The Vitruvian man

The Vitruvian man#

This Jupyter Notebook is made for the TPT article The Vitruvian man: an introduction to measurement and data-analysis. The data is collected via google forms with three questions: Gender; Length in cm; Arm span in cm.

To save the CSV file: Open forms -> as spreadsheet -> download as CSV Note that the CSV file is stored with timestamp (first column).

An initial dataset in dataset.csv is provided to illustrate how the data-analysis can be performed.

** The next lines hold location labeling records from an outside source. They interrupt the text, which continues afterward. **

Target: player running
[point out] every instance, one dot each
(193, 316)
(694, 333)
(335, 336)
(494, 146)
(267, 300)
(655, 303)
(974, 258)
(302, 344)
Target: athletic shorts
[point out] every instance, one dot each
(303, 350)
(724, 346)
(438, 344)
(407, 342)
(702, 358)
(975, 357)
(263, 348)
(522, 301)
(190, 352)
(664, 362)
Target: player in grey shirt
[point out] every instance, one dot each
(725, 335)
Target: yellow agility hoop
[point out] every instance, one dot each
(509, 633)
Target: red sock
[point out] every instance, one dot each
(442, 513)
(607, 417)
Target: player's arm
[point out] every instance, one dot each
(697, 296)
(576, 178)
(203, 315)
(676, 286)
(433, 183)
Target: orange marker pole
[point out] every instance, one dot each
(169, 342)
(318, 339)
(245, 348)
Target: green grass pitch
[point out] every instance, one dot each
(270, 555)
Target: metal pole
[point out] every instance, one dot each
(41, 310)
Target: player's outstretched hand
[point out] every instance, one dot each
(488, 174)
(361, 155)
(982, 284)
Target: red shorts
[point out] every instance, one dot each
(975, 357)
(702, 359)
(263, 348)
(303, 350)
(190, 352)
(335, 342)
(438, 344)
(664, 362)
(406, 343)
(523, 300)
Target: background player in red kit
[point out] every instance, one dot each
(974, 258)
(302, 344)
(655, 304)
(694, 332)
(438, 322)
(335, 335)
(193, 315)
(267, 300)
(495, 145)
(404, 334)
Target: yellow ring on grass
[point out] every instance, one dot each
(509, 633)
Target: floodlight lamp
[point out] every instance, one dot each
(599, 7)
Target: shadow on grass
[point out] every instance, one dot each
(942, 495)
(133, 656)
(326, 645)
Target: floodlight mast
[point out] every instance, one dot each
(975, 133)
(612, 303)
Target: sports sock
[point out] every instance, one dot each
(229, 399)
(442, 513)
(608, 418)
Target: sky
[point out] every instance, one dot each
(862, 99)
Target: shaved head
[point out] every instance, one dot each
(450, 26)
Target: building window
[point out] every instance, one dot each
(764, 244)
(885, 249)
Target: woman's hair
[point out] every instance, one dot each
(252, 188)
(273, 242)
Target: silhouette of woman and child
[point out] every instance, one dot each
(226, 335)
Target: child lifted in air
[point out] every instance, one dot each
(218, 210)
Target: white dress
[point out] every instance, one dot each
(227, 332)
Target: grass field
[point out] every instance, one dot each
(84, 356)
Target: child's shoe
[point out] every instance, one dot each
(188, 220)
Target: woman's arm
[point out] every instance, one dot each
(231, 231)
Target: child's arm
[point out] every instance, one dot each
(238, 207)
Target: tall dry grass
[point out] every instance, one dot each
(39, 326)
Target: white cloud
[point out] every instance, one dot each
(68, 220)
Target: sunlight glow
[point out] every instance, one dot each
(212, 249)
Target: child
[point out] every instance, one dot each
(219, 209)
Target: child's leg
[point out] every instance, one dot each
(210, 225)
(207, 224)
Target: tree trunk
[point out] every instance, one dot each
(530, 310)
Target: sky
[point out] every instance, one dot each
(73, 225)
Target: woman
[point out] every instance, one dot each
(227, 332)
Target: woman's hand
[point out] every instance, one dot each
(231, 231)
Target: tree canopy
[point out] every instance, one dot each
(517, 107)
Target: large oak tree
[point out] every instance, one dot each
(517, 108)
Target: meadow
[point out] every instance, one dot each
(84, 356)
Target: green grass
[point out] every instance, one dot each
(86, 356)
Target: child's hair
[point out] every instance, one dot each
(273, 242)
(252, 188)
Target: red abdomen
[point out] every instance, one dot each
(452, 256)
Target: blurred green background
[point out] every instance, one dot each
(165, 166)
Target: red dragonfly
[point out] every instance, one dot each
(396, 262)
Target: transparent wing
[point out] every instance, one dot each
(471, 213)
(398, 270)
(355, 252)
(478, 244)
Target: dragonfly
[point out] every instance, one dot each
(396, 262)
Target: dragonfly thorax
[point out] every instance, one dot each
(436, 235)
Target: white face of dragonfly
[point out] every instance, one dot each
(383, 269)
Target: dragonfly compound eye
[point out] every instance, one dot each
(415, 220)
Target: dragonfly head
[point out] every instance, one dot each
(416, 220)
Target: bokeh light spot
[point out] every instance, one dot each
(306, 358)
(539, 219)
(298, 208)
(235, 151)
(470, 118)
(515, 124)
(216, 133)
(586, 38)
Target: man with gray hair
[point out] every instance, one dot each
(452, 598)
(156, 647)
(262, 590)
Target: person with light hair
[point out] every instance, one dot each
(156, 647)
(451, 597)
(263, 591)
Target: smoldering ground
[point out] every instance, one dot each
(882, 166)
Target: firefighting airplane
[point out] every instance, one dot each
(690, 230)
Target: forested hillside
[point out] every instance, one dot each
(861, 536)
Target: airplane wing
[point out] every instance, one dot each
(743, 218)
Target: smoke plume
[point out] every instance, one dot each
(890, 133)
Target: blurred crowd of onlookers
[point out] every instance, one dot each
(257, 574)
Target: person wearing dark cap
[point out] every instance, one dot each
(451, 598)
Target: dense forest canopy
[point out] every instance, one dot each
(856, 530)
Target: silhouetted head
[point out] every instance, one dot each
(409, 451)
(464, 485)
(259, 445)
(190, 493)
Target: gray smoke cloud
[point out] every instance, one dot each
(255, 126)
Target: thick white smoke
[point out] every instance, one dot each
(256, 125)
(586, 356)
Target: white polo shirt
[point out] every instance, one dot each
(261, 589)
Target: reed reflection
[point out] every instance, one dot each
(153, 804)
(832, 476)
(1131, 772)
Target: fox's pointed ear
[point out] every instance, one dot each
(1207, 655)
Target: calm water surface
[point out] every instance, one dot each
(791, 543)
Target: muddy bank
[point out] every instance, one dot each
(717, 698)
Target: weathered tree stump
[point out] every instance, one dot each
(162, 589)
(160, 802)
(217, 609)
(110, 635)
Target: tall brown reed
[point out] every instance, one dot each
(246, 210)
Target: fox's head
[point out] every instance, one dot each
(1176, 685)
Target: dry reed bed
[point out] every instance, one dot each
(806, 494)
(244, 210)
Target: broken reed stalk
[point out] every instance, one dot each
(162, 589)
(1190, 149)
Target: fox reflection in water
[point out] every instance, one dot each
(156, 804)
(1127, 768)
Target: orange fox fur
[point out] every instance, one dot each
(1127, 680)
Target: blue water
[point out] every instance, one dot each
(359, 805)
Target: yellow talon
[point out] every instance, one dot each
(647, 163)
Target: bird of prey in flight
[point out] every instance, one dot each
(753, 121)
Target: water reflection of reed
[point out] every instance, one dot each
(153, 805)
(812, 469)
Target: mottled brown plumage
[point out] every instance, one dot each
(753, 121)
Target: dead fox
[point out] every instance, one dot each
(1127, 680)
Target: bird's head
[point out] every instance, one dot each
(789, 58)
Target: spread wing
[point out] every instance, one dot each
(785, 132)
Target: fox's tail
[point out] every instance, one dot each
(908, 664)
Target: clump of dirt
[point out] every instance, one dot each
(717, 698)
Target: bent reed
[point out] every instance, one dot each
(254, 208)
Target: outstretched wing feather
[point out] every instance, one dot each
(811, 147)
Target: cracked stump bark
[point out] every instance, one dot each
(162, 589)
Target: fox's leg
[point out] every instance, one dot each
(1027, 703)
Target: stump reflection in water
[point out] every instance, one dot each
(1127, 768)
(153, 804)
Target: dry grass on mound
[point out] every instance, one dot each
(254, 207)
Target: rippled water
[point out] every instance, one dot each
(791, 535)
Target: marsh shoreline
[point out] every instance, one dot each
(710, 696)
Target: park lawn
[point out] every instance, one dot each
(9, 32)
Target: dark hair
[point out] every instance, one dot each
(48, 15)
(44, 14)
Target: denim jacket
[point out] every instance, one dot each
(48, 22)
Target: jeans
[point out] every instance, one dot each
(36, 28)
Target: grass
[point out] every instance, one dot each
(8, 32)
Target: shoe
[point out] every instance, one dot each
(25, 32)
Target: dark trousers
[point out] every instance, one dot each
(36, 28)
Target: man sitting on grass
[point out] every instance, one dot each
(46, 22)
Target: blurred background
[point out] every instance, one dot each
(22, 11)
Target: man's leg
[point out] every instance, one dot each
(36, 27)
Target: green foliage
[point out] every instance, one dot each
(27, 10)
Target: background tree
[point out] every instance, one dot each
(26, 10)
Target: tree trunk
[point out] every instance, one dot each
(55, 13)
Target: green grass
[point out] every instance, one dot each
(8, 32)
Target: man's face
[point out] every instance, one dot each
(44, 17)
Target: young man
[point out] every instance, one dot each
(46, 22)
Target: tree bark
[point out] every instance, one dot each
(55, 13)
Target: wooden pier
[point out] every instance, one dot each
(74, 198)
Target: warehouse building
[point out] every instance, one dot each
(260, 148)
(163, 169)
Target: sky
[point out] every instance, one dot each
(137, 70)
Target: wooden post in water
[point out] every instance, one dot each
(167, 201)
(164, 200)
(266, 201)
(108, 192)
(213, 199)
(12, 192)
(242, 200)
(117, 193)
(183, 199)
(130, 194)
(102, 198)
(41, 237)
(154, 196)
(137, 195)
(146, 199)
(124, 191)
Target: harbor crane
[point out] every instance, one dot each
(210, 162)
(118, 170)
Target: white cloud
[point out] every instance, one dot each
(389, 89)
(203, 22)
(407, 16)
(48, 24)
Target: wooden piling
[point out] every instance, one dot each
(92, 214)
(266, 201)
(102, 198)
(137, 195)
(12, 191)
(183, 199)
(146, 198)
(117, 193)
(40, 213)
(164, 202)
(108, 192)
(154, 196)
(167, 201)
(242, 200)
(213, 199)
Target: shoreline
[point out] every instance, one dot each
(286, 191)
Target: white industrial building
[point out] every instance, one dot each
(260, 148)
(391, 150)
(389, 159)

# Import the required libaries
import numpy as np
from scipy.optimize import curve_fit
import matplotlib.pyplot as plt
from scipy import stats
# Loading the data from the CSV file, column 0 with timestap is skipped
data = np.genfromtxt('dataset.csv',skip_header=1, delimiter=",",usecols=range(1,4),dtype=str)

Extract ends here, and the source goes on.